In the last case, let’s move them to the middle of the distance between them. Let D = y_2 - y_1 - 2. Now, let’s move the first player to the right on \lceil \frac{D}{2} \rceil. And the second to the left on \lfloor \frac{D}{2} \rfloor. Now, the first player can win if his potential number of visited cells is already enough to win. So the first player wins if 2 \cdot y_1 > 2 \cdot (N - y_1). The same for the second player, he could change his plan to move to the middle and change x coordinate on his last chance. Let’s compare if 2 \cdot (y_1 + 1) < 2 \cdot (N - y_1 - 1). Otherwise, he is ready for draw as the first player.

AUTHOR’S AND TESTER’S SOLUTIONS:

Author’s solution can be found here.
Tester’s solution can be found here.

sonu_628 · August 21, 2017, 12:45am

Can someone suggest some corner cases for this problem

Here me WA solution

rathi_22 · August 21, 2017, 1:45pm

@sonu_628

Input:
1
4 1 2 2 4

Expected Output:
Draw

Your Output:
Miron

It would be really helpful if someone could help me out similarly.

My WA solution.

vashisth11 · August 21, 2017, 4:13pm

@rathi_22

6 1 6 2 3

Expected : Draw

Yours : Slava

bvineeth2 · August 23, 2017, 1:10pm

for the case N=5, {x1,y1} = { 1,2} ; and {x2,y2} = {1,4} .

Pos = 3.

Hence 2⋅pos > 2⋅(N−pos) , which according to the editorial should mean player 2 won, which is not the right answer!! Can some help ?!

@hloya_ygrt

supriyanta · August 24, 2017, 1:20am

why do we multiply every time by 2. like here 2⋅y1 > 2⋅(N−y1) .why didn’t we write like this y1> (N−y1) ???
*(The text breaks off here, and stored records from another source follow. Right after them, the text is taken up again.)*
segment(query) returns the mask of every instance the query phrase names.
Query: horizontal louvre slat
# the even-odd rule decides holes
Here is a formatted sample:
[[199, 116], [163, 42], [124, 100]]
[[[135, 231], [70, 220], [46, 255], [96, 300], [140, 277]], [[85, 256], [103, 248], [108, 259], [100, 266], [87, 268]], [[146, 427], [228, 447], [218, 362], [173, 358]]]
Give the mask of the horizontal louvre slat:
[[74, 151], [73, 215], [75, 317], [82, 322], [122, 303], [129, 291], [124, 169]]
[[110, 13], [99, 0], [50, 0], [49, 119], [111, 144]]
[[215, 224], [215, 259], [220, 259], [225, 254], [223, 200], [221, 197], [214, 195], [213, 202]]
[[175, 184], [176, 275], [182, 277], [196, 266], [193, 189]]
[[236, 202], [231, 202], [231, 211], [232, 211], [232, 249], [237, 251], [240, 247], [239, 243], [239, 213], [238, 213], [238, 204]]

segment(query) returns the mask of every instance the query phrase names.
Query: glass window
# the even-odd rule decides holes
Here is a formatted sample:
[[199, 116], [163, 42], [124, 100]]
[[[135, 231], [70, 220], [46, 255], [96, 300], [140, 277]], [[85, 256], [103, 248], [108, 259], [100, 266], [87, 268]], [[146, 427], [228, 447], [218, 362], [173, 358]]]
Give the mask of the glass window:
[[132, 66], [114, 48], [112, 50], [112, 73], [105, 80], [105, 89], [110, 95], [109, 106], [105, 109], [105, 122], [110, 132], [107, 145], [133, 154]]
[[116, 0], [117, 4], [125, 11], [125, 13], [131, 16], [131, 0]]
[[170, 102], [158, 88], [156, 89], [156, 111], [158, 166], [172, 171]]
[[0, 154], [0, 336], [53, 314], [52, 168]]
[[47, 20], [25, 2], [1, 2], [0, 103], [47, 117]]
ishacse · August 24, 2017, 10:58pm

If n = 5, and coordinates of the players are (1,1) and (1,3) -> player 2 should win, but with above equation player 1 is going to win. Please explain.

deepcpp · September 14, 2017, 11:26pm

@admin

The author’s solution and tester’s solution links are broken.

meooow · September 16, 2017, 1:22am

I think it’s a typo.

meooow · September 16, 2017, 3:27am

In case it helps anyone, I have written an alternate approach here.